O fato é que, para manter seus privilégios, as lideranças da direita e extrema direita criam ilusões que são facilmente aceitas por seus fanáticos, que se calam para um ex-presidente - no caso Jair Bolsonaro - que tentou roubar joias para vender e que se esbaldou com cartão corporativo em hotéis de luxo simplesmente porque ele tira fotos comendo frango assado com farofa, se fazendo de humilde, e enche os pulmões para criticar uma mulher de esquerda que hoje preside um banco e ocupa espaço de poder.

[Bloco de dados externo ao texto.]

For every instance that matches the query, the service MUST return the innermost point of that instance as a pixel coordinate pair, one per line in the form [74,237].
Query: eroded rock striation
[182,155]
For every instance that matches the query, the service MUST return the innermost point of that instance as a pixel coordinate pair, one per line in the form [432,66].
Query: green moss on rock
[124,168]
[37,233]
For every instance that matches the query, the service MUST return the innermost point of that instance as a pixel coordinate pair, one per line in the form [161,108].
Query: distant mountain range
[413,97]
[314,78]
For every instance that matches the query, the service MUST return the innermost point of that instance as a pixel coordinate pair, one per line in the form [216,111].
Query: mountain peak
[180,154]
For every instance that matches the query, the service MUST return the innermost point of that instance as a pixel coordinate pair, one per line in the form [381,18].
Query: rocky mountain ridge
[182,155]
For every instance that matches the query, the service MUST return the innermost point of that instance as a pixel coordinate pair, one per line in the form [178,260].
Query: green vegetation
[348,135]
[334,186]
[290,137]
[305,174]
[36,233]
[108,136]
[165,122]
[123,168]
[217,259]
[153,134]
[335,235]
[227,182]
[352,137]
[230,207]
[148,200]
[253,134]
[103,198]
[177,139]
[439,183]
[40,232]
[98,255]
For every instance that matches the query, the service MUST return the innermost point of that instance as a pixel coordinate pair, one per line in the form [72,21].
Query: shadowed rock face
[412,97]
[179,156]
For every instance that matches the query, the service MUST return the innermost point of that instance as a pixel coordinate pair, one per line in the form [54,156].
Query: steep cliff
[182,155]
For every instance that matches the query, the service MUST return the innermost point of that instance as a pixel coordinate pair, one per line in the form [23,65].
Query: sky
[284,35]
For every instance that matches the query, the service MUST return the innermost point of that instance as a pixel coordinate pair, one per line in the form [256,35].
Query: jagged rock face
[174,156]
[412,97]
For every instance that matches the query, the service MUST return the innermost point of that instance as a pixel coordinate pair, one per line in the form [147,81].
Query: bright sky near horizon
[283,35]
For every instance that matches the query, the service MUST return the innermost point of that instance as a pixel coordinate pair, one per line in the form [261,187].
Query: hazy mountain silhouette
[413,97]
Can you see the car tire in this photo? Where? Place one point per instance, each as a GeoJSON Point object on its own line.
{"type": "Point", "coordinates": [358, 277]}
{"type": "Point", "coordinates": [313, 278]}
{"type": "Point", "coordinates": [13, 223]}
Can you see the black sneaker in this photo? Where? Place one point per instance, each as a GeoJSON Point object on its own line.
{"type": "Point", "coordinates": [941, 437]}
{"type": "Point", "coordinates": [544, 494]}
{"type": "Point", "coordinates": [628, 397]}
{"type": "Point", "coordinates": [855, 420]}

Lula, em 2021, ao ser entrevistado no podcast PodPah, disse que passou fome na infância, na adolescência e até no início da vida adulta pouco antes de ser perguntado por um dos apresentadores se "pobre pode comer camarão". A pergunta fez referência à "polêmica" instaurada à época por bolsonaristas diante do fato de que foi servido camarão em um acampamento do Movimento dos Trabalhadores Sem Teto (MTST) durante exibição do filme "Marighella", de Wagner Moura. Para apoiadores de Bolsonaro, seria "incoerência" pessoas pobres servirem e comerem camarão.
A resposta do presidente se encaixa perfeitamente na discussão sobre o "comunista de iPhone":
"Pode e deve. Até porque é ele quem pega. Pega camarão, produz carro. O pobre tem direito àquilo que produz".
Na verdade, o que Lula fez foi uma releitura da frase do teórico alemão socialista Ferdinand Lassalle que muitas vezes é atribuída a Karl Marx e que representa uma máxima na esquerda mundial:
"Se a classe operária tudo produz, a ela tudo pertence".